Existence of $x_0$ s.t. $\frac{f''( x_0 )}{2}=\frac{f( a )}{( a-b ) ( a-c )}+\frac{f( b )}{( b-a ) ( b-c )}+\frac{f( c )}{( c-a ) ( c-b )}$ 
Let $f$ be continuous on $[a,b]$, and $f''(x)$ exists on $(a,b)$. Prove that $\forall c\in(a,b), \exists x_0\in(a,b)$, s.t.
$$
\frac{f''\left( x_0 \right)}{2}=\frac{f\left( a \right)}{\left( a-b \right) \left( a-c \right)}+\frac{f\left( b \right)}{\left( b-a \right) \left( b-c \right)}+\frac{f\left( c \right)}{\left( c-a \right) \left( c-b \right)}
$$

My Approach: Assume $$\dfrac{K}{2} = \frac{f\left( a \right)}{\left( a-b \right) \left( a-c \right)}+\frac{f\left( b \right)}{\left( b-a \right) \left( b-c \right)}+\frac{f\left( c \right)}{\left( c-a \right) \left( c-b \right)}$$
Let
$$
g\left( x \right) =\frac{K}{2}\left( \left( a-x \right) \left( x-c \right) \left( c-a \right) \right) +f\left( a \right) \left( x-c \right) +f\left( x \right) \left( c-a \right) +f\left( c \right) \left( a-x \right) 
$$
Then $g(a)=g(c)=g(b)=0$.
Since $g$ is continuous on $[a,b]$ and differentiable on $(a,b)$, there exist $x_1\in(a,c),x_2\in(c,b)$ s.t. $g'(x_1)=g'(x_2)=0$.
And since $g'$ is continuous on $[a,b]$ and differentiable on $(a,b)$, there exists $x\in(x_1,x_2)\subset (a,b)$, s.t. $g''(x_0)=0$.
From
$$
g''\left( x_0 \right) =\frac{K}{2}\cdot 2\left( a-c \right) +f''\left( x_0 \right) \left( c-a \right) 
$$
We have $K=f''(x_0)$.
My Question is, is the proof right?
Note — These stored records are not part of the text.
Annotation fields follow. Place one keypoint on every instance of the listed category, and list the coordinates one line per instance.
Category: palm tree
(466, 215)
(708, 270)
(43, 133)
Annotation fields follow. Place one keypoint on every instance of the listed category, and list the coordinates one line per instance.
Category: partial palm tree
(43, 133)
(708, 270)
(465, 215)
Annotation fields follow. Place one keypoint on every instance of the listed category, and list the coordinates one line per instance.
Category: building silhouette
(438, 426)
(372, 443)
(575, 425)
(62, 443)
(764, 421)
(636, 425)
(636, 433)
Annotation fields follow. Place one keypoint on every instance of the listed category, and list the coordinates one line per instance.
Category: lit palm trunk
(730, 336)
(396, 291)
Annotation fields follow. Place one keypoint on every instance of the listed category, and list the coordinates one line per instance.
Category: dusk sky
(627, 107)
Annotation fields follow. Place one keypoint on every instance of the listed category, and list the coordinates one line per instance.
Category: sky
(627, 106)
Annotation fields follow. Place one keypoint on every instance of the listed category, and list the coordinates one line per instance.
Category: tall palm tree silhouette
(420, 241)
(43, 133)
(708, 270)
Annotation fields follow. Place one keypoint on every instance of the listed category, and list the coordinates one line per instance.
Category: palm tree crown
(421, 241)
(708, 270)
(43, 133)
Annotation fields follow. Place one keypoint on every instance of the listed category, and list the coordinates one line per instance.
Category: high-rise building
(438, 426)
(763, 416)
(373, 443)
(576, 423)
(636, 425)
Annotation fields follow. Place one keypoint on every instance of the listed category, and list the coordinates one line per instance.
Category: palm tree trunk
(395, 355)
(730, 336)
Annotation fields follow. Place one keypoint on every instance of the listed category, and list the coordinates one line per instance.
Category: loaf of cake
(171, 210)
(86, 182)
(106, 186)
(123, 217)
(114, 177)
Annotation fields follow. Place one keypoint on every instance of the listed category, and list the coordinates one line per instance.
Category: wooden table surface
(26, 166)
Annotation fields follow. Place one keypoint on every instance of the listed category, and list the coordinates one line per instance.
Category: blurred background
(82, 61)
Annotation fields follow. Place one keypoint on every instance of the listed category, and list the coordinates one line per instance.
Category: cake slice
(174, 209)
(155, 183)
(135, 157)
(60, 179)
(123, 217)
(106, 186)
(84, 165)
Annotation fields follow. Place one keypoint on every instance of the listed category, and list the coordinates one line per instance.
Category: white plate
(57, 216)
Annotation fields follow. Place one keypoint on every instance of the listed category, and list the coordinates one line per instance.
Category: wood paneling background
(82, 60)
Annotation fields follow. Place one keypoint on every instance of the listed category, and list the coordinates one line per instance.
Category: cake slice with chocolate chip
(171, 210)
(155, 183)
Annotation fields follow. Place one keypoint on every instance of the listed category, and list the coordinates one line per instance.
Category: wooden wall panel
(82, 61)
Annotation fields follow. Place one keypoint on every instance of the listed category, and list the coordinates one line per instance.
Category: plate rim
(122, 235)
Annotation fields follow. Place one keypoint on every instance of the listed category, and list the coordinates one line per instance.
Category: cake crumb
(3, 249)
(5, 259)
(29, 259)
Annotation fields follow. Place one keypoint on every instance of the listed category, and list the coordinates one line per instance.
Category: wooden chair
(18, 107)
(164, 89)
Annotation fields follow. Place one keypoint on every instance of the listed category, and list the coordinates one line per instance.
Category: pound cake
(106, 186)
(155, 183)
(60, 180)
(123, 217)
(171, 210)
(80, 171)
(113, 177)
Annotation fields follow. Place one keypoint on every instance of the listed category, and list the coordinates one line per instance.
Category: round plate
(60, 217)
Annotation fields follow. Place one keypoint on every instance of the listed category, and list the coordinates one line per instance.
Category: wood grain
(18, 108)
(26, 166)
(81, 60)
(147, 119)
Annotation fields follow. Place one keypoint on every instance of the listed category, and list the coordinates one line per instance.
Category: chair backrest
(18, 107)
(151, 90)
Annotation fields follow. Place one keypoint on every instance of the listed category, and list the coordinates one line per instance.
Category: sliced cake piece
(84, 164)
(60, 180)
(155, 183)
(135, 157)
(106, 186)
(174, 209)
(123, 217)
And can we generalize the original claim(that is, change $f''(x)$ to $f^{(k)}(x)$)?
Other proofs of the original claim is also welcomed.
 A: Your proof is (now) correct. This is related to polynomial interpolation:
$$
 p(x) = \frac{(x-b)(x-c)}{(a-b)(a-c)}f(a) + \frac{(x-a)(x-c)}{(b-a)(b-c)}f(b) + \frac{(x-a)(x-b)}{(c-a)(c-b)}f(c)  
$$
is the Lagrange polynomial for the data points $(a, f(a))$, $(b, f(b))$, $(c, f(c))$, that is the (unique) second-degree polynomial with the property
$$ 
 p(x) = f(x) \text{ for } x= a, b, c \, .
$$
Repeated application of Rolle's theorem shows that $(p-f)''(x_0) = 0$ for some $x_0$, i.e.
$$
 \frac 12 f''(x_0) = \frac 12 p''(x_0) = \frac{f(a)}{(a-b)(a-c)} + \frac{f(b)}{(b-a)(b-c)} + \frac{f(c)}{(c-a)(c-b)} \, .
$$
Your function $g$ is essentially $f - p$ (up to some constant factor), so the above reasoning is equivalent to your proof. Writing it as an interpolation problem has the advantage that the generalization  to higher derivative becomes more apparent:

If $I \subset \Bbb R$ is an interval, $a_0, \ldots, a_n \in I$ are pairwise distinct, and $f: I \to \Bbb R$ is $n$-times differentiable, then
$$
\frac 1{n!} f^{(n)}(x_0) = \sum_{k=0}^n \frac{f(a_k)}{\prod_{j \ne k} (a_k-a_j)}
$$
for some $x_0 \in I$.

The proof is the same: We define $p$ as the Lagrange interpolation polynomial which interpolates $f$ at the $n+1$ points $x=a_0, \ldots, a_n$. $p$ has degree (at most) $n$ and $(p-f)^{(n)}(x_0) = 0$ for some $x_0 \in I$.
A: Your formula can be written as
$$\frac{\left | \begin{matrix} 1& 1& 1\\ a  & b & c \\ f(a) & f(b) & f(c) \end{matrix} \right|}{
\left| \begin{matrix} 1& 1& 1\\ a  & b & c \\ g(a) & g(b) & g(c) \end{matrix} \right|}=\frac{f''(\xi)}{g''(\xi)}
$$
(with $g(x) = x^2$).
Let $K$ be the value of the quotient. Then the function
$$F(x) =\left | \begin{matrix} 1& 1& 1\\ x  & b & c \\ f(x) & f(b) & f(c) \end{matrix} \right| - K \cdot \left | \begin{matrix} 1& 1& 1\\ x  & b & c \\ g(x) & g(b) & g(c) \end{matrix} \right|$$
is $0$ at $x=a$. Clearly it is also $0$ at $x=b$, and $x=c$. So it has $3$ distinct zeroes. Applying Rolle twice we find $\xi$ such that $F^{(2)}(\xi)=0$.
It is easy to generalize this to $n+1$ distinct $a_i$'s. One can also pass to the limit in these formulas, grouping several $a_i$ together. In particular, if $n$ of them are "equal", we get the quotient of Taylor series approximations.